Jacques Foccart : «Foccart parle», 1995

Philippe Gaillard interroge Jacques Foccart sur le R.P.F. et les hommes qui l’ont animé. Après l’évocation de Claude Guy, Georges Pompidou, Claude Mauriac, Michel Debré et Jacques Chaban-Delmas, voici André Malraux.

 


 

Philippe Gaillard : «Pour finir en beauté, Malraux ?

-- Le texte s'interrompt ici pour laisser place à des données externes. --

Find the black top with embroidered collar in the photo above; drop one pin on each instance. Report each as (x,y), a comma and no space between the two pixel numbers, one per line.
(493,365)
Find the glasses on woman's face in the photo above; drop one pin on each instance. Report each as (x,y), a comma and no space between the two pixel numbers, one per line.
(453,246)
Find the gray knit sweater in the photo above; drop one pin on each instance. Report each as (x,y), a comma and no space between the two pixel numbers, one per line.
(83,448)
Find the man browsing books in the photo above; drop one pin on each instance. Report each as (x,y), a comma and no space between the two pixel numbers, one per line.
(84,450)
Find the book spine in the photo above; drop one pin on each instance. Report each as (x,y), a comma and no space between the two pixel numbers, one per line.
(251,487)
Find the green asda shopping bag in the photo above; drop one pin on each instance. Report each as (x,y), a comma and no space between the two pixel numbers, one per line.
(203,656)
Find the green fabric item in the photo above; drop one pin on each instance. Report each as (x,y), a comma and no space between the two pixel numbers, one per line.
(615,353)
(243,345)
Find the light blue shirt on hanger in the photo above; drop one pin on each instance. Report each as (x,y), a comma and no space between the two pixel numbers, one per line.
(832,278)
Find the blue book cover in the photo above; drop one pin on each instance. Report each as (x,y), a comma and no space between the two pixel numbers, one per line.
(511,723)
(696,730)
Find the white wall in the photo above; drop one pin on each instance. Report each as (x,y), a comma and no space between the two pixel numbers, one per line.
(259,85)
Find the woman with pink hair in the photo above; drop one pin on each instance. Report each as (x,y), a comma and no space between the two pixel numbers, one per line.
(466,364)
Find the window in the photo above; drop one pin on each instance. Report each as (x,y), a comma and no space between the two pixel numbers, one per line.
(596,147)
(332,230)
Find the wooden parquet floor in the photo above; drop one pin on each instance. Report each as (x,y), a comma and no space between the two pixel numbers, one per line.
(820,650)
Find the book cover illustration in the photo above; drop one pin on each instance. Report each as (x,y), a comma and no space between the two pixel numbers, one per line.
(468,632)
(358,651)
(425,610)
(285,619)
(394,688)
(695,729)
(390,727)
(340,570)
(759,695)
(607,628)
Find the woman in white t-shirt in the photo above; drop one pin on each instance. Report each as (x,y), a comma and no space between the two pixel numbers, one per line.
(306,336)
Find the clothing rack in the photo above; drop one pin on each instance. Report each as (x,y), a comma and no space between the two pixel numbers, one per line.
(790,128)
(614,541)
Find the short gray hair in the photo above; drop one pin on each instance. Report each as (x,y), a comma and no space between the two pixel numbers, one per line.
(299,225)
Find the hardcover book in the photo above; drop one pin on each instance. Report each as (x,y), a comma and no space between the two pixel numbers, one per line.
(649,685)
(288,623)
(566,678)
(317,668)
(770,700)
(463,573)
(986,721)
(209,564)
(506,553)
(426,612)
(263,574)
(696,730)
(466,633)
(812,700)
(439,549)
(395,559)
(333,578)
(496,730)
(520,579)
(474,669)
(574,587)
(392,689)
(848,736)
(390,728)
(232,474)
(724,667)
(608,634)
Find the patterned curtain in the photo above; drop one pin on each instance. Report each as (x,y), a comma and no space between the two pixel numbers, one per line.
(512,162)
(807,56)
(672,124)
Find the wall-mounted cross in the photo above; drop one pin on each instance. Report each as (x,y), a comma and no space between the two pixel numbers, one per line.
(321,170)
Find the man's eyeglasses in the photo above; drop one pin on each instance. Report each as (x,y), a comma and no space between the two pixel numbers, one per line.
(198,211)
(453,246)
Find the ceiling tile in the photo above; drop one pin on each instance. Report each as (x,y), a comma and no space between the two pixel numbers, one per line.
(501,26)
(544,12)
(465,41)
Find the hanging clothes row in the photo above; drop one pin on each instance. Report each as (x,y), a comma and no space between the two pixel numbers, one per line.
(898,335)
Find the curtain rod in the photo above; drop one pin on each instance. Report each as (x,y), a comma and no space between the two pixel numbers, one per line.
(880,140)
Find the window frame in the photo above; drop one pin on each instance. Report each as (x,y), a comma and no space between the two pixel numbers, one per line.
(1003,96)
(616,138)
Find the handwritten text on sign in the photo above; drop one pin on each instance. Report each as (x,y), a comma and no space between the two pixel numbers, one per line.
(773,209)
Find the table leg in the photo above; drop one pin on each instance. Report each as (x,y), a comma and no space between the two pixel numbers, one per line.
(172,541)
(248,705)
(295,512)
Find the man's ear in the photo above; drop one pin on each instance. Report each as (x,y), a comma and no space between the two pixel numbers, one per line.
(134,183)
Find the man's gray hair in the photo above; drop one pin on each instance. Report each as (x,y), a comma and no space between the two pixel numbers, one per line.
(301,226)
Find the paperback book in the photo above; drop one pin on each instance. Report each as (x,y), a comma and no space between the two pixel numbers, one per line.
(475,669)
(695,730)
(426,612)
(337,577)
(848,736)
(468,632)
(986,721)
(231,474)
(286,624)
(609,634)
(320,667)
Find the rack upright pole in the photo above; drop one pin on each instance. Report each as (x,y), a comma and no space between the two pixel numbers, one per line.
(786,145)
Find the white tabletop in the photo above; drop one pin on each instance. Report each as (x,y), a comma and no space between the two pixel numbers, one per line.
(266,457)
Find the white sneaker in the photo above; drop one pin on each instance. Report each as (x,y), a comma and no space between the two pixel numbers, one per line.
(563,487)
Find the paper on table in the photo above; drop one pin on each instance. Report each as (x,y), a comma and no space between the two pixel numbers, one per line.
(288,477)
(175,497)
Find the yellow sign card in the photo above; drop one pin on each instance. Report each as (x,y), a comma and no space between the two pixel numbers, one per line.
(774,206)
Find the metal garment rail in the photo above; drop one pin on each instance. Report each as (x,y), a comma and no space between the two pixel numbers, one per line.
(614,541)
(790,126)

Jacques Foccart : «Je n’ai pas besoin de vous dire qu’André Malraux était un homme remarquable. Je dirai séduisant. Sur n’importe quel sujet, il se lançait sans préparation dans de grandes explications passionnantes. Il avait parfaitement compris le Général. Il avait sur lui beaucoup d’influence, et cette influence était réciproque.

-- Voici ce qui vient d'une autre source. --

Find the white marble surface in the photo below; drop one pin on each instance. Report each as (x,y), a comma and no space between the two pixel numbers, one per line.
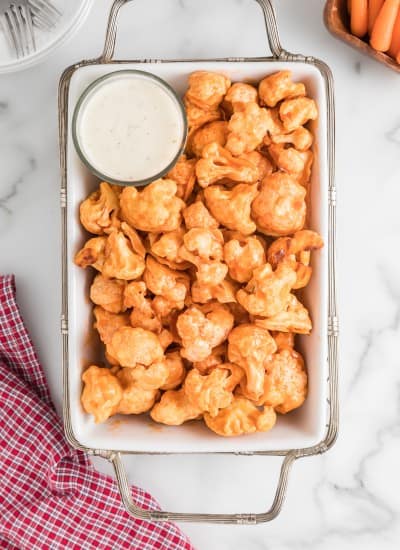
(348,498)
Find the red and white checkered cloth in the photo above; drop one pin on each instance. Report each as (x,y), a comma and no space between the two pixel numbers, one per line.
(50,496)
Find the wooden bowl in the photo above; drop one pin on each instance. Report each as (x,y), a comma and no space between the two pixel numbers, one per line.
(337,22)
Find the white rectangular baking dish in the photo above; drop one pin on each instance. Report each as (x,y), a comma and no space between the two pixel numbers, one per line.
(310,429)
(302,428)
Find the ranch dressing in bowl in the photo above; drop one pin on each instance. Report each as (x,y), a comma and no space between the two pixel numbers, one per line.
(129,127)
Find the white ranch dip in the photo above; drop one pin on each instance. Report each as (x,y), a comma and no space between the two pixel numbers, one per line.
(130,127)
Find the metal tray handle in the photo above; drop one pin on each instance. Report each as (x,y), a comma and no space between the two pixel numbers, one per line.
(239,519)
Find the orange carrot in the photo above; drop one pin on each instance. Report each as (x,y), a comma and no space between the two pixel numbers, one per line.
(395,44)
(373,10)
(382,30)
(359,17)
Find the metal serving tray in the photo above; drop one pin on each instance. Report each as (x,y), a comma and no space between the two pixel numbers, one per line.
(310,430)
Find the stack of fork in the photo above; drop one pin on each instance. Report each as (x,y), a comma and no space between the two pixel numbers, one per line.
(18,19)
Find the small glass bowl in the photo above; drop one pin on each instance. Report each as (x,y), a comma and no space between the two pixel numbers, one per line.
(79,109)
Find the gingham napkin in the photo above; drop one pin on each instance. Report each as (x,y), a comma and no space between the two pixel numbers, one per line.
(50,496)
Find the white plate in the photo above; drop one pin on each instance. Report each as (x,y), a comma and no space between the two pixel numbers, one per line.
(74,13)
(302,428)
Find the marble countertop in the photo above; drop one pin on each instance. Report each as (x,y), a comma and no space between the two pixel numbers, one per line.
(348,498)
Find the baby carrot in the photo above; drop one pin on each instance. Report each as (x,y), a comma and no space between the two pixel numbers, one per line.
(382,30)
(359,17)
(395,43)
(373,10)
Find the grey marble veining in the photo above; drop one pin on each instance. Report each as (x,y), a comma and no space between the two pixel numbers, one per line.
(348,498)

«Quand il était lancé, on ne pouvait pas l’arrêter – et on n’en avait aucune envie. Je me rappelle un déjeuner avec lui au restaurant La Gaillote, place du Marché-Saint-Honoré. A 3 heures moins le quart, j’ai téléphoné pour annuler un rendez-vous, à 4 heures moins le quart pour en annuler un autre. Jusqu’à 5 heures, j’ai écouté, fasciné, un Malraux passionné qui bâtissait l’avenir. On ne nous a pas mis dehors, parce que c’était Malraux, mais le serveur nous regardait d’un air consterné.

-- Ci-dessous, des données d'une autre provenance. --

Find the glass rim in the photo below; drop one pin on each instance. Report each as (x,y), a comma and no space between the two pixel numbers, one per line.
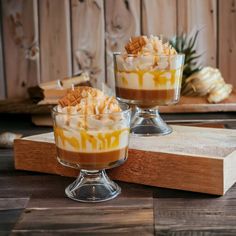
(160,55)
(126,110)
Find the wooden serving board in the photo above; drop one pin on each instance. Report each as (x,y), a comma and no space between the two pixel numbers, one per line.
(191,158)
(200,104)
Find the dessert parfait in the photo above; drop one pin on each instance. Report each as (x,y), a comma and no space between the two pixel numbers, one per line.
(91,133)
(148,73)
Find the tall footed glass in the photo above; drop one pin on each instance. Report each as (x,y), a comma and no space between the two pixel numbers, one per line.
(148,82)
(92,143)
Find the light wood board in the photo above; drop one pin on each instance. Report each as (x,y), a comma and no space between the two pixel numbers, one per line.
(200,104)
(191,158)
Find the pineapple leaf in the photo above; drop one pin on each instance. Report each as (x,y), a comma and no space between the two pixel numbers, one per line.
(186,45)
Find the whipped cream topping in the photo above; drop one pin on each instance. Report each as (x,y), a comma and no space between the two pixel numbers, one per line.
(143,53)
(90,109)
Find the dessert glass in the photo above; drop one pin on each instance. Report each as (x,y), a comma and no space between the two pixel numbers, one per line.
(102,145)
(147,89)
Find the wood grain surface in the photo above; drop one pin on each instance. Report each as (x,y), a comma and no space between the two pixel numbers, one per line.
(200,15)
(26,195)
(200,104)
(122,21)
(227,40)
(55,39)
(168,161)
(21,55)
(2,78)
(88,39)
(159,17)
(82,35)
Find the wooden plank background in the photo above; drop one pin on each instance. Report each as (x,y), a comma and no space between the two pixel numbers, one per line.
(2,81)
(50,39)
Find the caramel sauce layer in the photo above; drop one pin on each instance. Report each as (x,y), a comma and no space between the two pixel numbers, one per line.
(100,141)
(93,161)
(159,76)
(165,95)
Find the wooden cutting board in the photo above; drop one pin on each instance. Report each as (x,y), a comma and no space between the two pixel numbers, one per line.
(200,104)
(191,158)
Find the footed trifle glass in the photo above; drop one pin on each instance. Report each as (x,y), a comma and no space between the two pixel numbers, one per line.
(92,143)
(148,81)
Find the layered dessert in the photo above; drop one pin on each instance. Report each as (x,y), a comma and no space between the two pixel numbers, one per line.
(148,72)
(91,130)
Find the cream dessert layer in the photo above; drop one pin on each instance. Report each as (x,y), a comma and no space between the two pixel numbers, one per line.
(90,122)
(148,70)
(149,80)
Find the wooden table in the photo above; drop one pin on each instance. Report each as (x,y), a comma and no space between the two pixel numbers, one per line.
(34,203)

«Après la mise en sommeil du Rassemblement, en 1953, on ne le voyait plus beaucoup, mais il était toujours en éveil. Par exemple, quand on a trouvé du pétrole à Hassi Messaoud, en 1956, il m’a demandé de venir le voir. «Cela change tout pour l’avenir de l’Algérie ! s’est-il exclamé. La France doit enfin avoir une politique d’avenir pour l’Algérie, et il n’y a que le général de Gaulle qui pourra la conduire.»

«J’ai eu l’occasion de faire un voyage avec lui aux Antilles pendant la campagne pour le référendum de 1958. Le Général lui avait demandé d’aller expliquer aux Antillais la politique généreuse qu’il avait décidé d’appliquer…

 

P.G. : «Pourquoi Malraux, qui était alors ministre délégué à la présidence du Conseil, et non le ministre de la France d’outre-mer ?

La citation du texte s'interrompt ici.